I nodded as I removed my right glove. My right-handed finger flicker packs a more powerful punch than the left. When I did a couple practice flicks the neighbor man flinched. “Well, I need a new mower and I wanted to ask you how you like this one.”
“Only thing to buy. Quiet, strong and dependable,” I told him as I relaxed my right hand. “Just don’t get one with a cord required. That dealie will drive you nuts.”
We then chatted about lawnmower shit like neighbors do and I pointed out some of the features of that particular mower. I put my glove on to go back to work. “Hey,” he said to my shoulder as I turned to get back to the grass, “can you believe Obama is supporting the queers and using Social Security to bankrupt the nation?”
He shook his head, eyes to the ground, so he missed me removing my right glove again. “These communist programs are ruining America. It’s disgusting!” and he spat, thick spittle sticking to his lip and landing on his chin. He didn’t seem to notice as his heat was rising to the topics.

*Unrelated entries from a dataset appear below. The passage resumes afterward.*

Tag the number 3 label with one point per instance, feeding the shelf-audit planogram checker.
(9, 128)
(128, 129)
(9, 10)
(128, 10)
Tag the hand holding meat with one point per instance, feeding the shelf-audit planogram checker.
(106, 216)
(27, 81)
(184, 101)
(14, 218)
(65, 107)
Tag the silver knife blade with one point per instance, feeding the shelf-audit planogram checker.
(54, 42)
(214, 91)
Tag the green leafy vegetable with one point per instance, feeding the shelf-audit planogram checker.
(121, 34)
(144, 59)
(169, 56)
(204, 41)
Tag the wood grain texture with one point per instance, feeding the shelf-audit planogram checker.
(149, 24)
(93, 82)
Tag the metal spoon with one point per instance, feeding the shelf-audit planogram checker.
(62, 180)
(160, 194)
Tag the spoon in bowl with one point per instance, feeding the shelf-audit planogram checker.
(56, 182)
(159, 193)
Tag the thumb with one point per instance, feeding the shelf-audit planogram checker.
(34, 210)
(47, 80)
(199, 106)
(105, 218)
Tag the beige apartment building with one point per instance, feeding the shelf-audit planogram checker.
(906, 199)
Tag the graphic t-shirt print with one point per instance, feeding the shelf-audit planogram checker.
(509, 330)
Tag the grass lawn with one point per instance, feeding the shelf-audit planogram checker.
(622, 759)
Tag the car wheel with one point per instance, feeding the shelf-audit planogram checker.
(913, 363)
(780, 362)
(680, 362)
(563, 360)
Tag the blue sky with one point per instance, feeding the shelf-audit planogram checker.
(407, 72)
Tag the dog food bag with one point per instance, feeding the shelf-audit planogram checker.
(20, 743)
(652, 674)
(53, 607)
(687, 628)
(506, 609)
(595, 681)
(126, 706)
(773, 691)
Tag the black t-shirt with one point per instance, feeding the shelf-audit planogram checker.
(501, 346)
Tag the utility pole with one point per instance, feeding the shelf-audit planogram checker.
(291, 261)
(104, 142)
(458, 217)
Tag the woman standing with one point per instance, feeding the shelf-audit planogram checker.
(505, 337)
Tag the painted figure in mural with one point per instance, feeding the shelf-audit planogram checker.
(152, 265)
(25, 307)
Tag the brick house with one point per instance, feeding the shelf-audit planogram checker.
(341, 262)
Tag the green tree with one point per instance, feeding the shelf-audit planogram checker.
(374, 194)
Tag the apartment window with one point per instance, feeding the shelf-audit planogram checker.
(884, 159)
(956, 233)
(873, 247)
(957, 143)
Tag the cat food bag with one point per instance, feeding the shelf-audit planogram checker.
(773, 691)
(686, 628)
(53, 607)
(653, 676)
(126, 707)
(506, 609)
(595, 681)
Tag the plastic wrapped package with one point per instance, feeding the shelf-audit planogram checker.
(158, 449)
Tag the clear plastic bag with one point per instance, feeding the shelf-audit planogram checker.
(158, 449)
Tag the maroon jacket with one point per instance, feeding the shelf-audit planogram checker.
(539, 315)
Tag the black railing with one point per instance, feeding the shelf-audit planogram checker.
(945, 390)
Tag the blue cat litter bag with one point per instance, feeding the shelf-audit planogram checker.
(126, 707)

“Leonard,” I told him, “ you get a pass on the queer comment so long as you drop it. As for Social Security bankrupting America, that’s a total fucking lie, and you know it. The entire SS system is paid for by the people who use its benefits after they retire, AND, the latest independent study shows it to have a $3.4 Trillion positive balance—enough to fund the next twenty years of benefits to every fucking pensioner. SS pays for itself, shithead, it’s just that your tea bag buddies want to use that money for big tax cuts in favor of their own self interests.”
“You are wrong, sir,” Leonard told me. “It’s just like the Postal Service—a loser.” Then he sang the word loser for thirty seconds.
Now I shook my head and thought that this asshole is what’s wrong with America. He’s so brainwashed by the masters of big business and faux news that he can’t see reality. “Look, Leonard, if you can’t stomach the truth, then try this on for size. Look at social services for the poor and elderly and infirm as a gift you give to your fellow man for being a part of this great country. For example, make a small sacrifice for our fallen American warriors so that they can get good health care for injuries they got while making a huge sacrifice for you.”
Leonard is always grousing about how we need a bigger military so I thought that might strike a chord with him.
“You sound like that Ed Schultz. You’re just another fag loving commie.”
Before I could think, I’d flicked his nose and his ear. Hard. Leonard had tears in his eyes and an expression of pure hatred mauling his face. “I’m filing charges. You’ll go to jail for this.”
“Be glad I don’t carry a gun, Leonard,” and I returned to my lawn mowing.
I’m proud of my President for taking the stand for gay rights, and guess what. I don’t give a shit if he is using it as political capital. He’s a fucking politician, for shitsakes, he has to use every word he says as political capital. It’s his goddamn job.
And how about Mitt Romney, folks. During the worst of the economic crisis Herr Schmidt Rommel wanted to bankrupt American auto companies, an event that would have cost over a million American jobs and $Trillions in lost business enterprise to overseas manufacturers. He actually wanted to ruin our country’s rich automotive history instead of providing the needed loans as were made by President Obama.
Now Herr Schmidt is taking credit for saving our auto industry. Lying, two-faced rat fucking right-wing christian asshole. I wish I could thump his nose. I also wish that I had enough resources to adequately fund our nation’s social services, but I don’t.
What I do have is a voice and a vote.
Which reminds me. Did you guys know that cats can swim? Manana, y’all.